Since 2008 I’ve curtailed my physical presence at protests, mostly because I’m old, at least for street marches. I’ve got scars, old broken bones which ache in the cold (i.e. sleeping on the lawn at Queen’s Park), a reconstructed left knee and a fair bit of PTSD. It adds up, and your life changes, and you make different choices. But I still care, and I still contribute to these causes, even if I’m not in the front lines anymore. Knowing that the G20 demonstrations in Toronto were going to be a complete clusterfuck I stayed away. I followed the Occupy movement with great interest, but aside from a visit to Occupy Toronto on November 11, 2011, I stayed away. I stayed away, but I never quit.

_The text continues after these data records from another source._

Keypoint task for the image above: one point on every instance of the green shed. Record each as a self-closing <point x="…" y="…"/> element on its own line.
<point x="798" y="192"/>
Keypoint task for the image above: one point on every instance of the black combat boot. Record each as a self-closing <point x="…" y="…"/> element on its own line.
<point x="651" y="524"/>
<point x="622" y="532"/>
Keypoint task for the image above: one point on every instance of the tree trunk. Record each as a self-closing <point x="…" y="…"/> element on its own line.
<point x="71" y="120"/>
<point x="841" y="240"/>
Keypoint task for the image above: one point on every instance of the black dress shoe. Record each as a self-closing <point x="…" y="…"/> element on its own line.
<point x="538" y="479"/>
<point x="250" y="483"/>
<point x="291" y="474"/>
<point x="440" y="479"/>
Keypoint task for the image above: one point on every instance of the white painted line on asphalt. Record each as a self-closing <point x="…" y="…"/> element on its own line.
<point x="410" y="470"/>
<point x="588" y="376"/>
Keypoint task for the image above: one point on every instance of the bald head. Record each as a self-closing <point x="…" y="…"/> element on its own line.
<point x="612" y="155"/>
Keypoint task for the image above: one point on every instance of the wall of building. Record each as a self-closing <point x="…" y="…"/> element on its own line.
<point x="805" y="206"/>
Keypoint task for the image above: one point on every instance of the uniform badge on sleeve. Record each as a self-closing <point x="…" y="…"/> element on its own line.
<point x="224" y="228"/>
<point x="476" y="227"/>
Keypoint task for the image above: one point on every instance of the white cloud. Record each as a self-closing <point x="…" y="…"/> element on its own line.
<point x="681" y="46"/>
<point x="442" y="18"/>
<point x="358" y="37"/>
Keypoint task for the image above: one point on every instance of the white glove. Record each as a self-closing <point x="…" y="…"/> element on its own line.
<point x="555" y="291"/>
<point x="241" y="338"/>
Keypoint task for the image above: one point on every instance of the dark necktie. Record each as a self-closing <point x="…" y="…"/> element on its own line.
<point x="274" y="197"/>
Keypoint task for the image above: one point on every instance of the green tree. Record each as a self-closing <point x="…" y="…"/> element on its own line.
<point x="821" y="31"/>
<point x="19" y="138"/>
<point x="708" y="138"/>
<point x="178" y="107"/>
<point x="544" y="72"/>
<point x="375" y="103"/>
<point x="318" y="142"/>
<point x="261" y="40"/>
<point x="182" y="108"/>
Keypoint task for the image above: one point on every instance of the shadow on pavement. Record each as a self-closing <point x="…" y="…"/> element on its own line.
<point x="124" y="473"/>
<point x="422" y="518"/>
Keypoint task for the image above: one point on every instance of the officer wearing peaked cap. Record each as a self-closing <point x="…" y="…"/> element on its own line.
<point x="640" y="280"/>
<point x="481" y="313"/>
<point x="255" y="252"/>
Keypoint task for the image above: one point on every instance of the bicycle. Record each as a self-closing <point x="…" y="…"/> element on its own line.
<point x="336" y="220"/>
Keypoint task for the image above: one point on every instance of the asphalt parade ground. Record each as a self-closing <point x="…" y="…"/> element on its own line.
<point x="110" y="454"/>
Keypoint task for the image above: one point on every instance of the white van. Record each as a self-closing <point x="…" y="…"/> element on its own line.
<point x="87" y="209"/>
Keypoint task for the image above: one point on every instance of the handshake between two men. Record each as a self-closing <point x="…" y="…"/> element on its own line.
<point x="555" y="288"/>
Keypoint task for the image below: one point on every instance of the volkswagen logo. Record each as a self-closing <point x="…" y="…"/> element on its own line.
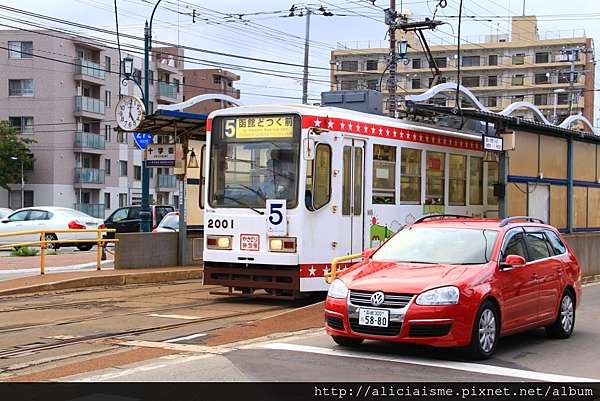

Some days, I don’t know what the point of it all was. Other days I feel like those days are the proudest of my life. For seven years I was a full-time activist; for five years after that I’ve been trying to settle down and build a life for myself. Twelve years is a long time — more than a third of my entire life so far. I don’t know if that was worth it, all the aches and pains, the years I’m lagging behind my peers in terms of family and career, the emotional fallout and the nights — like last night — when the nightmares wake me up. But I think it’s safe to say that the person I am today would not exist without those years which started on April 20, 2001.
“He didn’t know what damn good it did to accumulate more and more experiences like that as you lived, so that you could forget them all when you died — unless somehow what mattered was doing something with them: the older you got, the wiser you grew, the more power you got within your hands.
Maybe that was what it meant. Doing something.”